Wilson Nicklie Jr., 54, and his four siblings grew up in the small fishing community of Petersburg, Alaska. They were raised by their grandparents, who adopted the children after Nicklie’s father died and his mother decided she couldn’t care for them. He spent his childhood at the docks or out on fishing boats, and attended The Salvation Army regularly with his grandmother, even being enrolled as a junior soldier. However, when he was just 12 years old, he had his first taste of alcohol, by 14 he was drinking regularly with his brothers, and by the age of 18 he says his alcoholism “took off.”
Nicklie became a commercial fisherman, a grueling and dangerous profession where he was expected to work for days at a time with little to no sleep. He later became a contract underground miner, moving from job to job around the Western United States and Mexico for the next 20 years.
“You work hard; you play hard,” he said. “To see a good family in the mining community was unusual. Commerical fishing [was] the same way. It was a lifestyle that was mostly for single men. A lot of drinking; a lot of drugs…. It was just a really dysfunctional lifestyle.”
Nicklie attempted to quit drinking on his own several times, but the stress of his occupation always led him back to alcohol. “I said to myself, ‘I deserve this. I worked hard all my life.

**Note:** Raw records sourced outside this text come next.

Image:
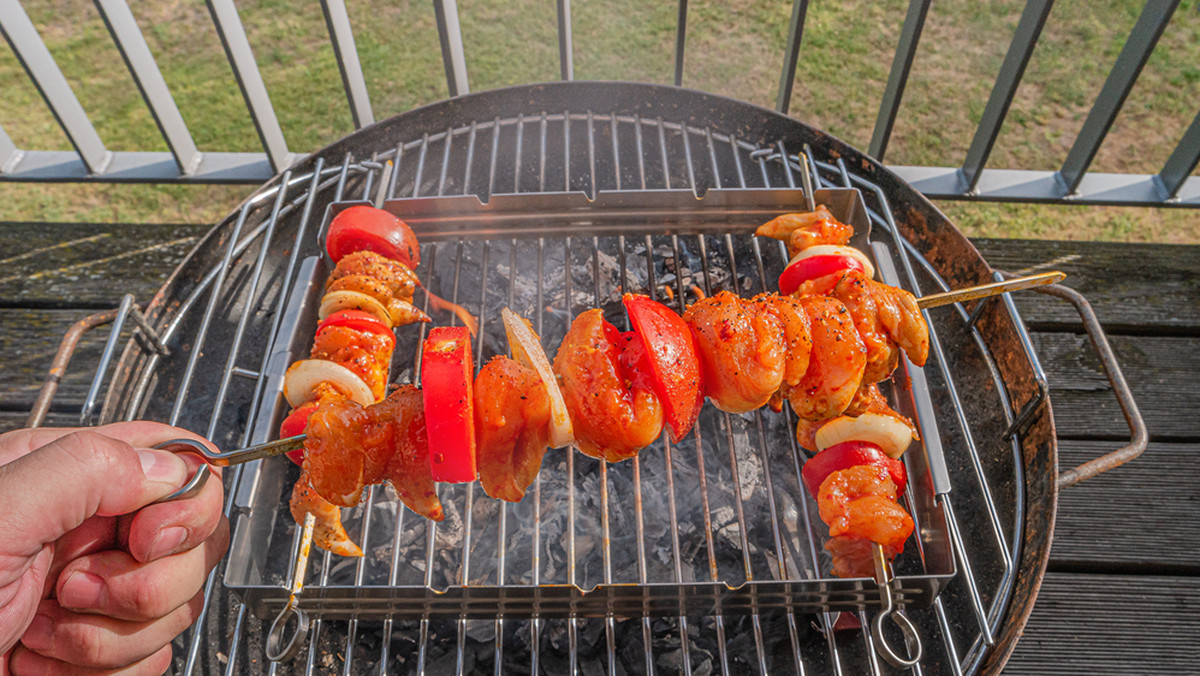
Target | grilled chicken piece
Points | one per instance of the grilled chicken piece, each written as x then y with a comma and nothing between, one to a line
361,352
861,502
867,400
396,277
887,318
613,410
328,533
837,364
802,231
351,447
511,428
743,350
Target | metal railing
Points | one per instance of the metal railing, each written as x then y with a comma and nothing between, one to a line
184,162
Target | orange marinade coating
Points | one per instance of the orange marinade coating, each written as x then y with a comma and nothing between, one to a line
351,447
861,502
742,348
613,416
511,428
802,231
364,353
837,365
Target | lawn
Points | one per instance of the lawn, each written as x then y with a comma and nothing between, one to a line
735,48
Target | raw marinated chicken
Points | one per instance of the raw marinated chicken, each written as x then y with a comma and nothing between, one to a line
802,231
837,364
612,407
867,400
351,447
743,350
396,279
358,351
511,428
861,502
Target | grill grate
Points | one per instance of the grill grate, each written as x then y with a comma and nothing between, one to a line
220,338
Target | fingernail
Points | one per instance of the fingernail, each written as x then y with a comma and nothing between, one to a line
162,466
40,634
167,542
83,591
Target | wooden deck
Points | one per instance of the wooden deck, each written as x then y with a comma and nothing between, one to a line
1122,594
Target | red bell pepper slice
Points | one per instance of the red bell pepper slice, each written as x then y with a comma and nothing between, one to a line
366,228
447,372
673,362
815,267
851,454
294,424
360,321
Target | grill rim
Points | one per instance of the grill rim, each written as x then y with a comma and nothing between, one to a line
918,220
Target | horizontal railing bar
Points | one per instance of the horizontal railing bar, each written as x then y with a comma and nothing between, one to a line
565,47
341,34
901,64
1133,57
791,54
59,166
250,79
37,61
453,53
1025,39
141,61
1182,161
9,153
1020,185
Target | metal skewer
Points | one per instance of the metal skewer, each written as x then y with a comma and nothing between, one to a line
984,291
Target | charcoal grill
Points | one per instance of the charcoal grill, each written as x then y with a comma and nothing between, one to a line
553,198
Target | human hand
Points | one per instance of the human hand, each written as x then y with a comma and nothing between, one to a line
93,576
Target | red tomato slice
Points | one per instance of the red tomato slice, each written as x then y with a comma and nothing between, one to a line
360,321
366,228
673,362
447,372
850,454
294,424
815,267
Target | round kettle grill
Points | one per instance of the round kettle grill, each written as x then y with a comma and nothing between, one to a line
552,198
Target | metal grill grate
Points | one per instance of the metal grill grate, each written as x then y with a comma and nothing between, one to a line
223,363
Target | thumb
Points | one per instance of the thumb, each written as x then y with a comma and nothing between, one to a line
71,479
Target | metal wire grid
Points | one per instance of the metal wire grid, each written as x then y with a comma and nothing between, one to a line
232,640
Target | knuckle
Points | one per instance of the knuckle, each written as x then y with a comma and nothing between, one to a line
148,598
97,452
85,646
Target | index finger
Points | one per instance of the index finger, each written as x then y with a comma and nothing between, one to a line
138,434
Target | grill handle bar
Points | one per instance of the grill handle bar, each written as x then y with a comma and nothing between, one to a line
1138,434
59,366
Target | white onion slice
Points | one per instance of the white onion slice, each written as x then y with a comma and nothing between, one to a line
303,378
527,350
339,300
885,431
835,250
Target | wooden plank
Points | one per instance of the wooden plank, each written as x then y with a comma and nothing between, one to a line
1133,287
89,264
1144,512
1091,624
16,420
1162,372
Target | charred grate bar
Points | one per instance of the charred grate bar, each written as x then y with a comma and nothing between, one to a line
762,526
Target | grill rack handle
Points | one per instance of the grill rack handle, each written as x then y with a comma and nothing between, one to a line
1139,436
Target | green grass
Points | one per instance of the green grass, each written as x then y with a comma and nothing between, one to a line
735,48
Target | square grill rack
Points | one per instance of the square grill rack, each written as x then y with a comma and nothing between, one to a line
711,545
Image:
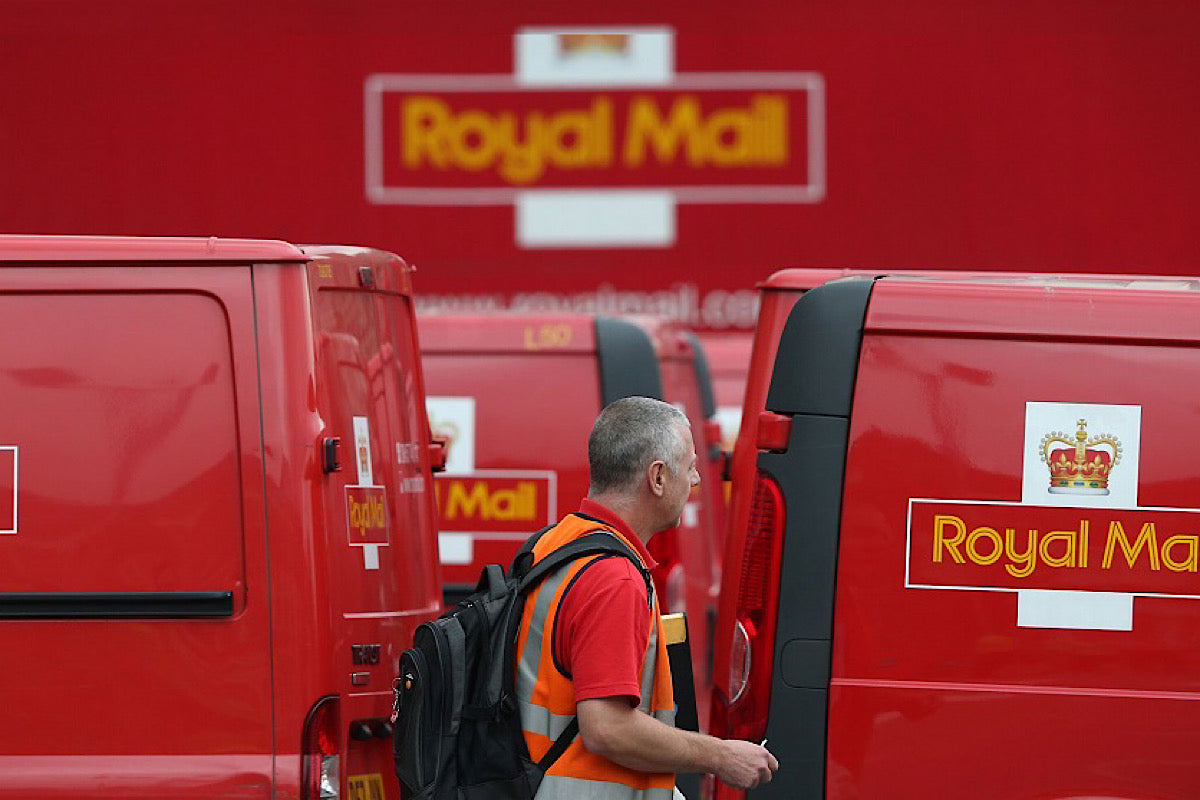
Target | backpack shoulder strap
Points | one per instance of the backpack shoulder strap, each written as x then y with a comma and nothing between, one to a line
523,559
598,542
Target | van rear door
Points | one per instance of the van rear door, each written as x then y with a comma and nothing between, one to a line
383,575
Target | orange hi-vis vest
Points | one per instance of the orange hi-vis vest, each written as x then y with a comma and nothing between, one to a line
546,697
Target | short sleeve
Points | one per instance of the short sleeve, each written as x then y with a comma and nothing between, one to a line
603,629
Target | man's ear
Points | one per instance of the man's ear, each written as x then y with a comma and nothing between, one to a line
655,476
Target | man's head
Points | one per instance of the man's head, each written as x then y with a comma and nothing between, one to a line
642,458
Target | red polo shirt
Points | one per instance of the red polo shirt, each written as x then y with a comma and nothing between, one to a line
603,626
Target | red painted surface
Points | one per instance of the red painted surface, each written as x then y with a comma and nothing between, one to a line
534,379
1049,136
922,651
167,405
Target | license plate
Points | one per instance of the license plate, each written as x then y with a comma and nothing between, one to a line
365,787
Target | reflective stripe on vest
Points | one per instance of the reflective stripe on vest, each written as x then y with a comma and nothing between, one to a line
546,697
576,788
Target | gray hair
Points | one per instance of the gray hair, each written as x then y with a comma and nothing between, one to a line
629,434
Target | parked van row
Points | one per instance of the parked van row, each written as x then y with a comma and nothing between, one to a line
515,397
963,558
219,507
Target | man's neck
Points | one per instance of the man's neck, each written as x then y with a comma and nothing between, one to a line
628,510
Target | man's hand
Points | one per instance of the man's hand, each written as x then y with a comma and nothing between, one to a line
744,764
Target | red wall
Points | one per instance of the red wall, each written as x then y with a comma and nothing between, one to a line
1051,134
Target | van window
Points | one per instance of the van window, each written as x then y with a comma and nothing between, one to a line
121,463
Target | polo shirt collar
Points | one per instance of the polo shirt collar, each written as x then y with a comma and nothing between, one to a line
598,512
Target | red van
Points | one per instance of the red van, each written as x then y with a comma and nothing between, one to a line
216,517
516,395
971,567
729,361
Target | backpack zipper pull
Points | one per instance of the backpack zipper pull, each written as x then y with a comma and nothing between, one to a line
397,686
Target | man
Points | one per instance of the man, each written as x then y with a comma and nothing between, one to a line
591,644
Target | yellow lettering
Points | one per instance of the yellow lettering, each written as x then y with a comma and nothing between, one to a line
952,545
522,162
729,137
646,126
1147,539
477,138
1026,559
997,546
424,121
460,501
1068,555
1189,545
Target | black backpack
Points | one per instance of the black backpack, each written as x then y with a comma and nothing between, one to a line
457,727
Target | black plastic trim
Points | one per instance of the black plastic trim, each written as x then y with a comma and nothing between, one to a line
703,376
115,605
817,355
629,366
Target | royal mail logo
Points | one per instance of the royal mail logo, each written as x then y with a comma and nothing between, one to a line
1013,547
366,515
1083,464
495,501
503,139
594,138
1078,548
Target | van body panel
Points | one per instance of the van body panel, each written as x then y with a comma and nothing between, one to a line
132,417
1059,663
517,396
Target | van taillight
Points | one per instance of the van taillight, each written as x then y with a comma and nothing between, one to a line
753,645
321,771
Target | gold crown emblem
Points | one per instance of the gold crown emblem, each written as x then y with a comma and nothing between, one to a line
1083,464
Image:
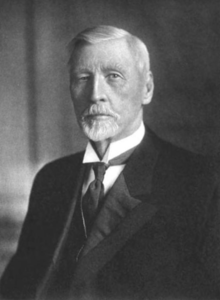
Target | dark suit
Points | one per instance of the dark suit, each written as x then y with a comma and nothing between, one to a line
166,247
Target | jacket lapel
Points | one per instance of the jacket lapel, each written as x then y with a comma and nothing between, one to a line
137,179
48,278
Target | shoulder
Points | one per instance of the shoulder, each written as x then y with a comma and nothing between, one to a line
187,161
60,169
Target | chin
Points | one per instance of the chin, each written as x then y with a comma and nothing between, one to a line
100,130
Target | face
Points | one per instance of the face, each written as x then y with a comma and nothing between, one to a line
108,90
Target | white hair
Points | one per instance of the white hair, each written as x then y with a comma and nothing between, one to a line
103,33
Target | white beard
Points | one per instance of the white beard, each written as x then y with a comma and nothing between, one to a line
98,130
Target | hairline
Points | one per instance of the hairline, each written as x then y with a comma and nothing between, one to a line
102,33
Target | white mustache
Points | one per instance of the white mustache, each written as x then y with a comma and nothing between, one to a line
99,109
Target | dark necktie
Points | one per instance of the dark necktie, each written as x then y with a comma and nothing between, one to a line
92,200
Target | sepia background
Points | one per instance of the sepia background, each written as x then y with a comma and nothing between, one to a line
37,122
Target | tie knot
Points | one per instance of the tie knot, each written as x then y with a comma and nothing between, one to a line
122,158
99,170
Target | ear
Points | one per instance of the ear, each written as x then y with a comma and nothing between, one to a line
148,89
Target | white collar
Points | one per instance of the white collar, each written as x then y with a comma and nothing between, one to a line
115,148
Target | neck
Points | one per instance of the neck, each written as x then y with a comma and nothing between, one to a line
101,147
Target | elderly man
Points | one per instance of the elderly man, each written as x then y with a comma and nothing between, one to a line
132,217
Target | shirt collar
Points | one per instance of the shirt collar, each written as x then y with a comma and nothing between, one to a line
115,148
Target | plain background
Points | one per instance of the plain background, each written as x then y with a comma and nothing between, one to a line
37,122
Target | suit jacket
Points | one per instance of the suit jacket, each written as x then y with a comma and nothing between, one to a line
166,247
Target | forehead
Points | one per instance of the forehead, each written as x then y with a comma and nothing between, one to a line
112,52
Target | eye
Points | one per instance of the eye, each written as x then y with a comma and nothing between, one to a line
83,77
114,76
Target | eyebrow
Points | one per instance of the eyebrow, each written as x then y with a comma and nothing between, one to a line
108,67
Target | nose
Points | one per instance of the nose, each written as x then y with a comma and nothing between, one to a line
98,93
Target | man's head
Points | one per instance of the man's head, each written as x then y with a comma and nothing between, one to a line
110,81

I can do whatever I want,’” he said. “And so that … was the vicious cycle.”
On the morning of Dec. 11, 2011, Nicklie, who was homeless and sleeping on his brother’s couch, hit rock bottom. He asked his brother for a ride to the emergency room so he could begin a rehabilitation program. After living more than 30 years as an alcoholic, Nicklie said, “What pushed me over was I remember the peacefulness growing up, going to church, waking up and you know I can hear the birds. And life was great, you know, as a kid. And I compared it to the anxiety [of life as an alcoholic].”
After he had been sober for about a year, Nicklie felt a desire to return to church. He tried The Salvation Army Juneau Corps and said, “I felt that’s where I needed to be.” Now a senior soldier and welcome sergeant at the corps, Nicklie also found work at Polaris House, a clubhouse that assists people with histories of mental illness by teaching them practical skills and helping develop their sense of self-worth.
Nicklie describes his sobriety as a “work in progress,” though he has reached a point where he doesn’t think about drinking anymore. He is also eager to share his experience and his faith with others.
“Everywhere he goes he talks about his recovery and being a soldier and the Lord, and so it’s changed his life and he in turn is changing other people’s lives,” said Corps Officer Lieutenant Dana Walters.
These days, Nicklie said, “I wake up so happy. I’m not drunk. I’m not shaking. I’m not in that despair. I’m no longer living in the dark side. I just wake up so happy regardless of how the day is going to be. If it’s raining out, I’m still happy. It’s overwhelming when I wake up. I love the changes that I chose, the new life.”